Guess who? While vampires have gripped the cultural imagination for decades, it’s del Toro that went pedal to the metal with his designs for the bloodsuckers. Taking the concept of a human parasite quite literally in Blade II, del Toro envisions a new breed of vampire with an unhingeable jaw, revealing a deeply disturbing ringworm like sucker within. The transformations themselves are notable enough, but to see them unfurl from an otherwise normal vampire visage, makes the Reapers pop culture’s most specific and affecting iteration of vamps.

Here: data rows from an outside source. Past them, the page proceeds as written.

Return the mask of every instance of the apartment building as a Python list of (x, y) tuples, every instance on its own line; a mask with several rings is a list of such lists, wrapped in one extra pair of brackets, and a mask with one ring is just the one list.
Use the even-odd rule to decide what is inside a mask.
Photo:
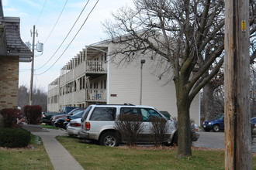
[(33, 56), (20, 38), (19, 23), (19, 17), (4, 16), (0, 0), (0, 110), (18, 107), (19, 62)]
[[(116, 45), (106, 42), (85, 46), (64, 65), (61, 76), (48, 86), (48, 110), (95, 103), (139, 105), (141, 102), (177, 117), (175, 85), (157, 76), (159, 65), (155, 59), (140, 56), (120, 62), (121, 57), (109, 56), (115, 48)], [(190, 108), (190, 117), (198, 124), (199, 111), (198, 95)]]

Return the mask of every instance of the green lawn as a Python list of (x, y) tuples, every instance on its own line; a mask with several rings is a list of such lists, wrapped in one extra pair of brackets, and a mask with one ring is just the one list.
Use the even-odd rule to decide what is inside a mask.
[[(224, 169), (224, 151), (193, 151), (189, 158), (175, 158), (175, 149), (110, 148), (82, 143), (78, 138), (57, 139), (85, 169)], [(256, 169), (254, 157), (254, 169)]]
[(0, 148), (0, 169), (54, 169), (38, 137), (33, 136), (32, 148)]

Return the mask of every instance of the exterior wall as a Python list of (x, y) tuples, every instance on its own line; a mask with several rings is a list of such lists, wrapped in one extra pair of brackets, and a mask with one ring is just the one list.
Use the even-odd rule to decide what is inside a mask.
[(0, 56), (0, 110), (17, 108), (19, 57)]
[[(98, 45), (109, 46), (109, 53), (111, 53), (111, 49), (115, 49), (115, 46), (111, 44)], [(91, 58), (85, 56), (87, 60), (82, 61), (80, 65), (68, 65), (70, 69), (63, 71), (65, 73), (61, 74), (60, 76), (59, 89), (61, 89), (61, 93), (63, 90), (66, 91), (67, 88), (69, 89), (69, 91), (59, 95), (58, 104), (56, 104), (58, 106), (56, 107), (56, 104), (53, 104), (52, 109), (60, 109), (61, 106), (64, 105), (78, 106), (79, 104), (83, 104), (85, 106), (88, 106), (93, 103), (102, 102), (102, 100), (90, 100), (92, 97), (86, 98), (88, 95), (95, 97), (95, 93), (92, 93), (92, 90), (102, 90), (101, 94), (106, 97), (105, 102), (107, 104), (130, 103), (137, 105), (140, 104), (140, 60), (144, 59), (146, 60), (146, 63), (143, 65), (142, 70), (142, 105), (152, 106), (160, 111), (168, 111), (172, 117), (177, 117), (175, 84), (172, 80), (169, 81), (169, 80), (172, 80), (171, 73), (167, 75), (166, 77), (163, 76), (160, 79), (157, 76), (161, 72), (159, 70), (164, 66), (159, 66), (159, 63), (157, 63), (156, 58), (150, 60), (140, 56), (133, 61), (124, 64), (117, 64), (119, 63), (120, 58), (116, 56), (107, 63), (107, 67), (104, 67), (104, 69), (108, 68), (106, 73), (99, 75), (97, 73), (88, 72), (89, 65), (87, 65), (88, 63), (86, 62), (89, 60), (98, 61), (98, 60), (100, 60), (100, 58), (102, 58), (101, 54), (92, 57), (91, 56)], [(164, 63), (163, 64), (164, 65)], [(70, 87), (72, 85), (67, 87), (67, 84), (74, 81), (77, 82), (77, 85), (79, 84), (78, 80), (80, 77), (85, 77), (85, 81), (86, 81), (85, 88), (80, 89), (77, 87), (76, 90), (73, 90)], [(87, 80), (88, 77), (90, 79), (89, 80)], [(88, 82), (89, 82), (89, 84), (88, 84)], [(49, 94), (50, 95), (48, 92)], [(49, 97), (50, 96), (48, 96)], [(53, 107), (54, 105), (54, 107)], [(197, 124), (199, 124), (199, 97), (197, 95), (190, 108), (190, 117), (195, 120)]]
[[(117, 66), (113, 62), (109, 67), (109, 104), (130, 103), (140, 104), (140, 60), (144, 59), (142, 73), (142, 105), (154, 107), (160, 111), (168, 111), (177, 117), (176, 94), (173, 81), (160, 80), (154, 75), (154, 62), (148, 58), (139, 58), (127, 65)], [(171, 75), (169, 76), (169, 78)], [(169, 80), (169, 79), (168, 79)], [(197, 95), (191, 104), (190, 117), (199, 124), (199, 97)]]

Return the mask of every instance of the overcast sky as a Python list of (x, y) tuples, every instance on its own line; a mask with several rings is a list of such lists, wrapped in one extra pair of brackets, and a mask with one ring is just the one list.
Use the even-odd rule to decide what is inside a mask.
[[(36, 26), (38, 36), (35, 42), (43, 43), (43, 53), (35, 51), (34, 86), (47, 91), (48, 84), (61, 75), (61, 68), (79, 51), (85, 46), (107, 38), (103, 32), (102, 23), (111, 19), (112, 13), (116, 12), (119, 8), (133, 4), (133, 0), (99, 0), (71, 43), (96, 2), (97, 0), (2, 0), (4, 15), (20, 18), (20, 33), (23, 42), (29, 41), (32, 43), (30, 32), (33, 26)], [(63, 42), (87, 2), (88, 3), (79, 20)], [(63, 45), (57, 50), (62, 42)], [(69, 43), (70, 46), (64, 52)], [(59, 57), (60, 60), (57, 61)], [(52, 67), (47, 71), (50, 66)], [(30, 73), (31, 63), (20, 63), (19, 86), (29, 87)]]

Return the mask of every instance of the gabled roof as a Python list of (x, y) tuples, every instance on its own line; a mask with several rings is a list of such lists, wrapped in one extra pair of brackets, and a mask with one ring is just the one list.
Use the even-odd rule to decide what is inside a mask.
[(0, 0), (0, 56), (19, 56), (21, 62), (30, 62), (32, 52), (20, 38), (19, 17), (4, 17)]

6) Frankenstein's Monster, 'Frankenstein'

Image via Universal Pictures

It’s hard to beat Frankenstein (or rather, Frankenstein’s monster, if we’re getting technical about it). Technically a zombie re-animated through technological prowess and man’s hubris, it’s a monster unfamiliar with the rules of the world and his own strength, as well as a monster beset with the plight of human connection. He’s tragic, iconic, deeply scary, and hard to beat. Remakes need not apply.

5) King Kong, 'King Kong'

Image via Warner Bros.

You don’t earn the title “King of the Jungle” for nothing. Across more than eight decades and countless film iterations, King Kong remains one of the most bewitching and tragic of the movie monster set. And while Peter Jackson’s 2005 film has its strengths, the definitive King Kong is still the 1933 film (despite its unsavory racial overtones). The effects for all their iffy aging, are crafty and admirable even years on, making the original Kong a massive achievement no matter how old the movie magic is.

4) Godzilla, 'Godzilla'

Though Gareth Edwards‘ fantastic and subtle blockbuster breathed fresh life into the age-old monster, it’s hard to beat the 1954 Godzilla, which was borne out of incredible loss and nuclear fallout. A physical incarnation of some of society’s greatest sins and the ghost of terrible things past, Godzilla has iconic creature design nearly as affecting as its inherent politics.

3) Brundlefly, 'The Fly'

Image via 20th Century Fox

It’s only fair that the master of body horror hold a high place on this list – and there’s no better Cronenberg video nasty than the dripping, gloopy Brundlefly, a horrifying amalgam of man and fly that obscures the deep humanity of Seth (the ever-quirky Jeff Goldblum). The Brundlefly takes most of the film to arrive as the scientific experiment slowly engulfs Seth’s body, but while he hardly lasts long before being dispatched by his lover, it’s the metaphoric dread of becoming a monster yourself that propels The Fly to the front of the pack.

2) Xenomorph, 'Alien'

Image via Twentieth Century Fox

All hail the queen. The Xenomorph, the brainchild of the darkly minded genius H.R. Giger, is what alien nightmares are made of. Part machine, part natural aberrance, the Alien that besets Ripley moves with the kind of haunting assurance befitting of the creature’s power. With acid blood and rows of nested teeth, the Xenomorph is a stroke of pure monster genius that, when it comes to pop culture at least, is truly immortal. (See: Alien: Covenant.)

1) The Thing, 'The Thing'

Image via Universal Pictures

In a way, The Thing has got this whole monster competition rigged. A shape-shifting alien with the ability to synthesize and morph into the DNA of any of its victims means that The Thing has the unique ability to become anyone’s worst nightmare at any moment, made even more harrowing by John Carpenter’s commitment to terrifyingly grotesque practical effects. Whether your favorite is the grotesque, transformed dog or the iconic spider-head, The Thing is a monster with the ability to transform into the most terrifying thing of all: one of us.